Related Work & Insights¶
- vs Data-Interpreter / MLCopilot: These methods typically cover only parts of the AutoML pipeline (e.g., Data-Interpreter only performs data analysis and visualization), whereas the strength of AutoML-Agent lies in full-pipeline coverage. However, the specialized depth of certain stages might not match that of focused tools.
- vs AutoGen / MetaGPT: These are general-purpose multi-agent frameworks that require users to manually orchestrate agent collaboration workflows. AutoML-Agent builds upon them with bespoke designs tailored to AutoML scenarios (such as retrieval-augmented planning and domain-specific agent role definitions), offering an out-of-the-box solution at the expense of generalizability.

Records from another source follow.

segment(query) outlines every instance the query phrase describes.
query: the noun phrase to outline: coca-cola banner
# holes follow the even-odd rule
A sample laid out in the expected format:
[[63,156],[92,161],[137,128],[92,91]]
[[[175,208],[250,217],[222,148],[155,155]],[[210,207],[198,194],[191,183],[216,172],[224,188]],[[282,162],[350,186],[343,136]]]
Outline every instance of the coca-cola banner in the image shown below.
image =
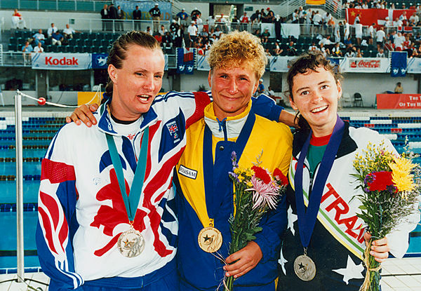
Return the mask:
[[91,53],[32,53],[32,69],[88,69],[92,68]]
[[386,57],[345,57],[340,62],[340,68],[350,73],[387,73],[389,65]]

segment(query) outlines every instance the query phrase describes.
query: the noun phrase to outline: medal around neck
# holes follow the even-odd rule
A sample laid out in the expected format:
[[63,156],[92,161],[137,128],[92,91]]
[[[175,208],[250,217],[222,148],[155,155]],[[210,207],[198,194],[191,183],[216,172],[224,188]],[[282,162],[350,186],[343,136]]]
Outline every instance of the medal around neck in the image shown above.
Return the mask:
[[316,264],[307,255],[301,255],[294,261],[294,271],[303,281],[310,281],[316,276]]
[[131,227],[120,235],[117,248],[124,257],[138,257],[145,250],[145,238],[140,231]]
[[215,252],[222,245],[222,235],[213,226],[203,229],[197,236],[199,246],[206,252]]

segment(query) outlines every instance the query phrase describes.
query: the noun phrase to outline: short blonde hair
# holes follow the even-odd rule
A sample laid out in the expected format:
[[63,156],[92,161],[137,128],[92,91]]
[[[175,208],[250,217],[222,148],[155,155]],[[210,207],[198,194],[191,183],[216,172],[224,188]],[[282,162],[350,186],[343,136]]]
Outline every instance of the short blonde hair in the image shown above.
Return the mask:
[[240,67],[246,62],[250,65],[259,79],[265,74],[267,57],[258,37],[247,32],[235,30],[222,34],[210,46],[208,62],[210,70],[219,67]]

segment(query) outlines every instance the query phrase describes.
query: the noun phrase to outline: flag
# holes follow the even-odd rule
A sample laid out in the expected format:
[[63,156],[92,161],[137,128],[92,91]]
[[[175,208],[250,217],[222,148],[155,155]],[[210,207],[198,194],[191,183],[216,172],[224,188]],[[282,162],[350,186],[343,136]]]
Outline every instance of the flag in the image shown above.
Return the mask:
[[193,74],[196,63],[196,48],[177,48],[177,73]]
[[406,58],[408,53],[406,51],[392,52],[390,60],[390,76],[392,77],[404,77],[406,75]]

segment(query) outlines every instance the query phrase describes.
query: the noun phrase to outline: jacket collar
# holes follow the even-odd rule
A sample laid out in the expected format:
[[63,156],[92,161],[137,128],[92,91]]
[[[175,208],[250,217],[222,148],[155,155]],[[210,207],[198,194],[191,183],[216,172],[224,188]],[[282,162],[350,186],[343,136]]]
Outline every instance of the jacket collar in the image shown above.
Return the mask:
[[[349,123],[347,121],[345,122],[344,134],[342,135],[338,153],[336,154],[336,158],[340,158],[347,155],[355,151],[358,146],[352,138],[349,136]],[[294,134],[294,140],[293,141],[293,156],[297,156],[301,151],[302,146],[305,142],[307,137],[309,135],[309,130],[298,130]]]
[[[104,133],[108,133],[112,135],[119,135],[119,134],[115,131],[112,123],[111,122],[111,116],[109,112],[109,108],[112,100],[112,97],[108,97],[98,108],[98,113],[100,114],[98,121],[98,129]],[[142,118],[143,120],[140,123],[140,129],[143,130],[147,126],[156,123],[158,115],[151,107],[147,112],[142,114],[140,118]]]
[[240,135],[246,123],[247,117],[250,113],[250,109],[251,100],[247,104],[247,107],[244,111],[235,116],[228,116],[220,121],[215,116],[213,102],[211,102],[205,107],[205,123],[210,129],[213,135],[215,137],[226,138],[227,140],[229,138],[236,138]]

- vs CAAFE / AutoML-GPT: Early LLM-for-AutoML attempts, which directly generated solutions using a single LLM without multi-agent collaboration or verification mechanisms. AutoML-Agent's multi-plan search and divide-and-conquer strategy yield higher success rates.
- Insight: The architectural design of AutoML-Agent (Manager Planning \(\rightarrow\) Specialized Agent Execution \(\rightarrow\) Verification Feedback) serves as a reusable multi-agent collaboration paradigm that can be migrated to similar full-pipeline automation scenarios, such as automated research (AutoResearch) and software development (AutoDev).
Rating¶
- Novelty: ⭐⭐⭐⭐ The combination of full-pipeline AutoML and multi-agent collaboration is a natural yet meaningful innovation; the retrieval-augmented planning and multi-stage verification are elegantly designed.
- Experimental Thoroughness: ⭐⭐⭐⭐ Broad coverage with 14 datasets across 7 task types, but lacks in-depth comparison with traditional AutoML tools and detailed cost analysis.
- Writing Quality: ⭐⭐⭐⭐ The framework description is clear, and the motivational derivation is coherent, though some details (such as knowledge base construction) are not thoroughly described.
- Value: ⭐⭐⭐⭐ Demonstrates the practical potential of LLM multi-agent frameworks in full-pipeline AutoML, significantly pushing forward the lowering of ML development barriers.